Berlusconi v Italy

On 22 November 2017 the Grand Chamber of the European Court of Human Rights will hear oral argument in the matter of Berlusconi v Italy (application no. 58248/13).


In February 2013 Mr Berlusconi was elected as a Senator. He took his seat in Parliament as a representative of Forza Italia and leader of a coalition with around 30% of the vote. In November 2013 he was stripped of his Senatorial position because of his conviction of tax offences allegedly committed some 15 years earlier. The basis for stripping him of his democratic mandate was the Severino Decree, a law passed by the Government in December 2012. It imposed further penalties for offences committed long before the law was passed.


It is anticipated that Italy’s next general election will take place in March 2018. Notwithstanding the considerable support Mr Berlusconi enjoys amongst the Italian electorate, the Severino Decree prohibits him from standing in that election.

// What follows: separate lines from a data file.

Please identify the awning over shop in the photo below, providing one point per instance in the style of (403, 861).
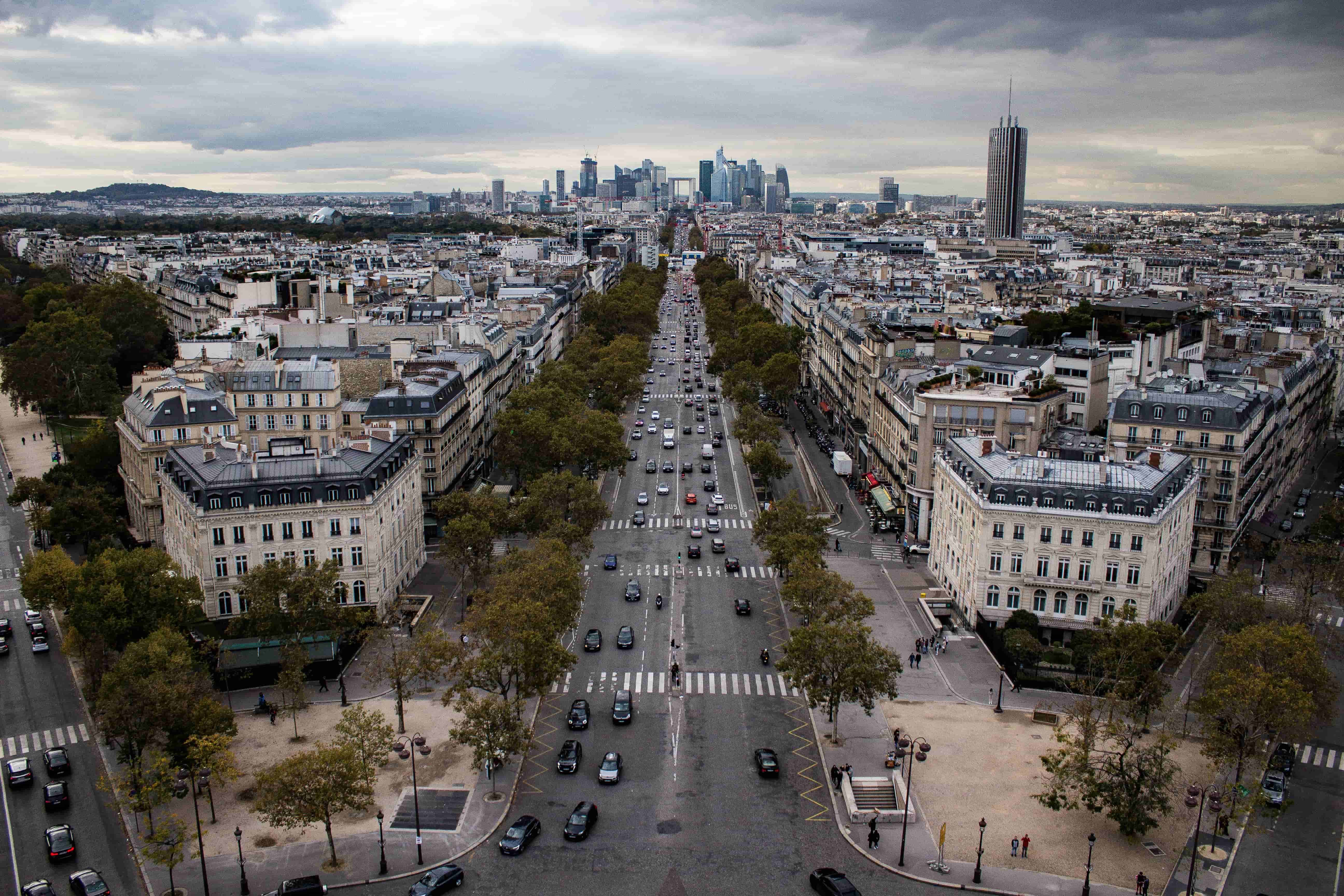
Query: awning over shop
(250, 653)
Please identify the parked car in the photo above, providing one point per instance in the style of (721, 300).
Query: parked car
(578, 718)
(519, 835)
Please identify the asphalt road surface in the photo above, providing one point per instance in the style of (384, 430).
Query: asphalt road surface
(41, 709)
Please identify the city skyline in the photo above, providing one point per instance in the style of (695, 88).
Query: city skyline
(1160, 104)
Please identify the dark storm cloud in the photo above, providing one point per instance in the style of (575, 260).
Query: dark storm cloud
(212, 18)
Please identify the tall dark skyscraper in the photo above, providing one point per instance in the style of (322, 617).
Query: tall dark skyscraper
(1006, 182)
(588, 178)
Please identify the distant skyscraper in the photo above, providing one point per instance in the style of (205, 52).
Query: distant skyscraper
(588, 178)
(1006, 182)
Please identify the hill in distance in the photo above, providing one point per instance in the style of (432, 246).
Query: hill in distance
(134, 193)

It will be argued before the Grand Chamber on Mr Berlusconi’s behalf that the Severino Decree is a retroactive penalty in violation of Article 7 of the European Convention of Human Rights (‘the Convention’).


It will further be argued that Mr Berlusconi is the victim of a violation of Article 3 of Protocol 1 of the Convention which protects against the disproportionate limitation of electoral rights and arbitrary interference with the tenure of a duly elected candidate. This complaint arises from the fact that the Severino Decree imposes a mandatory ban from public offices for at least six years, regardless of the gravity of offence. In addition, the Decree contains no express provision to authorize the stripping of office of a Parliamentarian following conviction. Moreover, the decision to strip Mr Berlusconi was taken by Parliament. The process was governed by no accessible criteria and as a result was open to political manipulation and abuse. In Mr Berlusconi’s case it seems clear that such political manipulation dictated the result.

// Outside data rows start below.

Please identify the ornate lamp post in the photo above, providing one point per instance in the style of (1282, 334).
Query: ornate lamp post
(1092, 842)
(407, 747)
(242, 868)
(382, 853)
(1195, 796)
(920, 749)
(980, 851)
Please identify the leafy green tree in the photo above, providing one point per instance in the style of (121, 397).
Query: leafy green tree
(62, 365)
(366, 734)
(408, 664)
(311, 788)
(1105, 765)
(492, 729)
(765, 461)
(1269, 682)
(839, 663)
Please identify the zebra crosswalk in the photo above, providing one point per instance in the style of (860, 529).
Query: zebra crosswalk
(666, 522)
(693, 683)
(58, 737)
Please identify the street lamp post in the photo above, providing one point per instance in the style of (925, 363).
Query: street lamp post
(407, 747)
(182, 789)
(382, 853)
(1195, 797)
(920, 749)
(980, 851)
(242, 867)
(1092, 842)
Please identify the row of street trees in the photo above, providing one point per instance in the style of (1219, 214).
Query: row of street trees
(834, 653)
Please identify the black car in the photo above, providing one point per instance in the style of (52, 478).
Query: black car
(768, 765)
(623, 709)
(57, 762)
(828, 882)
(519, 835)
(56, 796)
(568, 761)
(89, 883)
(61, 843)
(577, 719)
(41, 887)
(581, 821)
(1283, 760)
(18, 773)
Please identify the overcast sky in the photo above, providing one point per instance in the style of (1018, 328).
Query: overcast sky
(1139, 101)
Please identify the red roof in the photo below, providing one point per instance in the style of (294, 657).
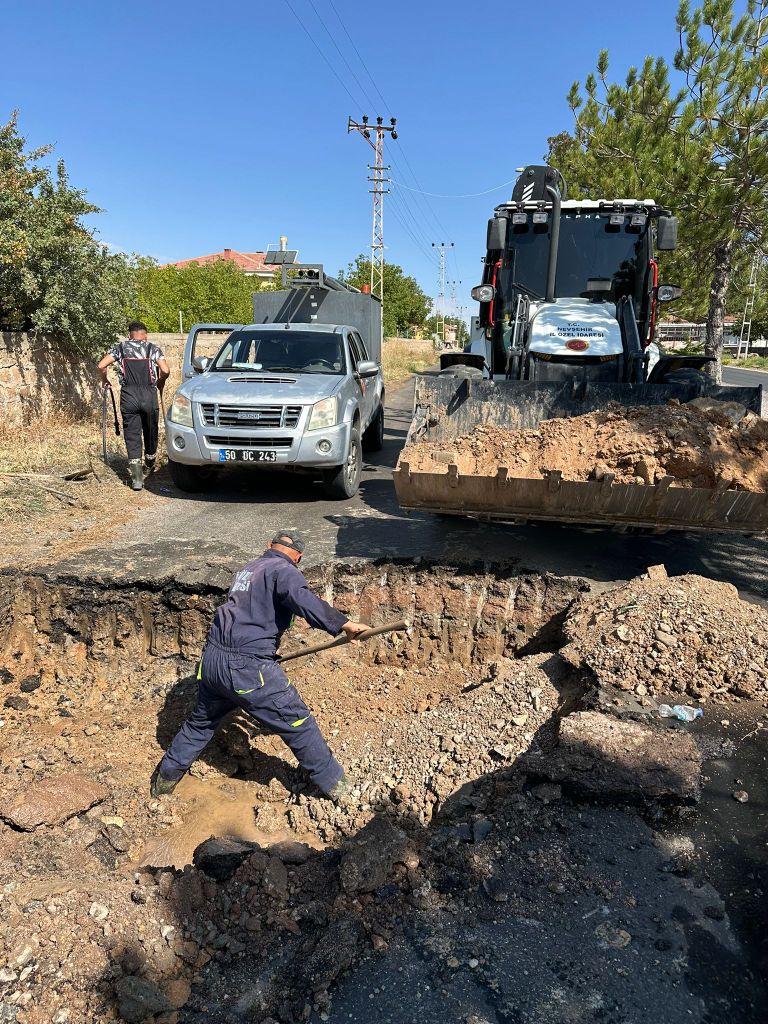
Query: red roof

Finally, it will be argued that the absence of any possible judicial review or scrutiny of these complaints in Italy amounts to a violation of Article 13 of the Convention. This guarantees the right to an effective domestic remedy.


A separate application to the European Court, which is still pending, complains that Mr Berlusconi was the victim of an unfair trial in violation of Articles 6 and 7 of the Convention.


A webcast of the hearing can be found here.


Three members of Doughty Street International act for Mr Berlusconi: Edward Fitzgerald QC, Steven Powles and Professor Andrea Saccucci.